Later Life
Many years after Davy's death, Vanauken went looking for the daughter Davy had given up for adoption as a young girl. The story of his search, their 1988 meeting, and how it affected his beliefs is related in The Little Lost Marion and Other Mercies, which was written shortly before his death. "Marion", who had been given another name by her adoptive parents, had become a nurse and had three children with her husband, a physician.
Van continued to teach at Lynchburg College to the end of his career. In the 1960s, he was an outspoken critic of the Vietnam War and a supporter of the feminist movement, although he eventually abandoned the latter in the belief that it had become too radical. The Oxford English Dictionary credits him as one of the earliest users of the word sexist, in the pamphlet "Freedom for Movement Girls Now", published by the Southern Student Organizing Committee (a progressive student organization in the southern United States), wherein he was active during the 1960s. He was also a candidate for public office on the Peace and Freedom Party ticket in Virginia.
After his conversion to Catholicism, he was a contributing editor of the New Oxford Review and a frequent contributor to Crisis and Southern Partisan magazines, as well as to other periodicals and newspapers. He expressed sympathy for the Confederacy in his 1985 book, The Glittering Illusion, although he was always critical of racism and slavery.

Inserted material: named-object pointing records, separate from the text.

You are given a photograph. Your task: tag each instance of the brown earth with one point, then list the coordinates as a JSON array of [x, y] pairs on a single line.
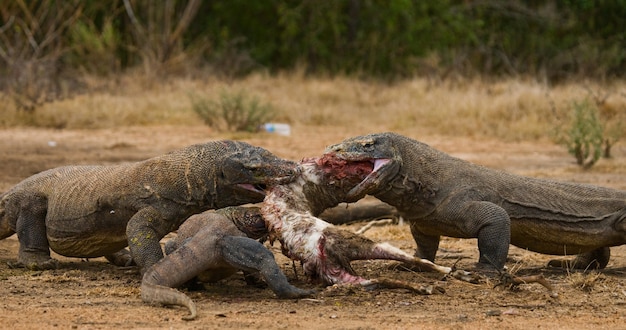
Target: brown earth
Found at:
[[92, 294]]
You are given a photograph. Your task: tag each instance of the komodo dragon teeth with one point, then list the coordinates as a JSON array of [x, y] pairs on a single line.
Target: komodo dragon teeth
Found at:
[[325, 250], [440, 195]]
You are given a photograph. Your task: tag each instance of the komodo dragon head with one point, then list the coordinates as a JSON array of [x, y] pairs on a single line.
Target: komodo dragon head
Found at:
[[249, 170], [378, 149]]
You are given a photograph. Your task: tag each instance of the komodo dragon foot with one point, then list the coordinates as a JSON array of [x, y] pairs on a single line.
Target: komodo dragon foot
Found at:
[[34, 262], [596, 259]]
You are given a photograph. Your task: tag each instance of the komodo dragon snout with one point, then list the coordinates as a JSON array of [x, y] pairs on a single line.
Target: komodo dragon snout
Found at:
[[381, 153], [253, 170]]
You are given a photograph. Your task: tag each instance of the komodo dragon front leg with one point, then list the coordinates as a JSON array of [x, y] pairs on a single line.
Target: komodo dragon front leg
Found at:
[[212, 246], [441, 195], [96, 211]]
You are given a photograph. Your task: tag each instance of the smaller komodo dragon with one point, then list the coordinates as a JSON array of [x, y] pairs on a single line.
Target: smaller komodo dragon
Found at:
[[440, 195], [290, 212], [92, 211], [212, 246]]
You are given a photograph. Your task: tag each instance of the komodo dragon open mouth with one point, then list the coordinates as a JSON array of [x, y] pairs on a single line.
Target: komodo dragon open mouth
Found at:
[[340, 166], [325, 250]]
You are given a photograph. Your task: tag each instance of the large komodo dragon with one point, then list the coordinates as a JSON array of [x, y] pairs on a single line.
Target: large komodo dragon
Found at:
[[212, 246], [93, 211], [440, 195]]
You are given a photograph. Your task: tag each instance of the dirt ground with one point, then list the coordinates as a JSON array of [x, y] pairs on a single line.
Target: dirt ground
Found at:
[[92, 294]]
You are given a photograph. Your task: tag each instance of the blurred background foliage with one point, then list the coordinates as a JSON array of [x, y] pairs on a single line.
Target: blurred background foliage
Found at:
[[45, 43]]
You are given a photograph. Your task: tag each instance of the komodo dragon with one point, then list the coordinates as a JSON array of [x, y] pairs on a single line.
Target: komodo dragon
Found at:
[[93, 211], [212, 246], [325, 250], [440, 195]]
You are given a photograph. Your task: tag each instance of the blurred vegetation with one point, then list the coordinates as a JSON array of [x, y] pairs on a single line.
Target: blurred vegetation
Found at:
[[397, 38], [233, 112], [585, 135], [51, 50]]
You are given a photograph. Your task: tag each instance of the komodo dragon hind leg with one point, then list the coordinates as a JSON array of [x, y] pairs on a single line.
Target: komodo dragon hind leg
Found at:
[[249, 255], [121, 258], [596, 259]]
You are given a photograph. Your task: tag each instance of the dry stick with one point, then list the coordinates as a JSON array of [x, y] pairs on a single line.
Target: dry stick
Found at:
[[396, 284], [372, 224], [513, 281]]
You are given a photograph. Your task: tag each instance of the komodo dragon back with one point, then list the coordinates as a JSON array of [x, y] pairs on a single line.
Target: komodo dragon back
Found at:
[[440, 195], [92, 211]]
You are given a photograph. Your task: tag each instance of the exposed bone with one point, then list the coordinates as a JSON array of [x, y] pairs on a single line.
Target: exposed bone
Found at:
[[325, 250]]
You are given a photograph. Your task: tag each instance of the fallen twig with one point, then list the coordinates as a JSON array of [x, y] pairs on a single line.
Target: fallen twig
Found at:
[[372, 224]]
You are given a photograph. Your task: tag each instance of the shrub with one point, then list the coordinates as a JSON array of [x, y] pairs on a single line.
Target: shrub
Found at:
[[585, 137], [234, 112]]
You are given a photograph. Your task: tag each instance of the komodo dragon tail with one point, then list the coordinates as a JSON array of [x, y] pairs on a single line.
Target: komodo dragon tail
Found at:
[[153, 293], [5, 228]]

He remained an ardent Anglophile all his life, and often used British spelling and expressions in his writing.
Sheldon Vanauken died of cancer on October 28, 1996. His ashes were scattered in the churchyard of St. Stephen's Episcopal Church in Forest, Virginia, as those of his wife Davy had been forty years previously. Some were also scattered in a churchyard in Binsey, England, where a friend, Edmund Dews, had scattered some of Davy's ashes after her death. (Lewis' letter agreeing to scatter the ashes was lost in the mail, so Vanauken asked Edmund to do it.)
A movie version of A Severe Mercy was in development by Origin Entertainment in 2008. As of 2010, progress on making the film has apparently been suspended.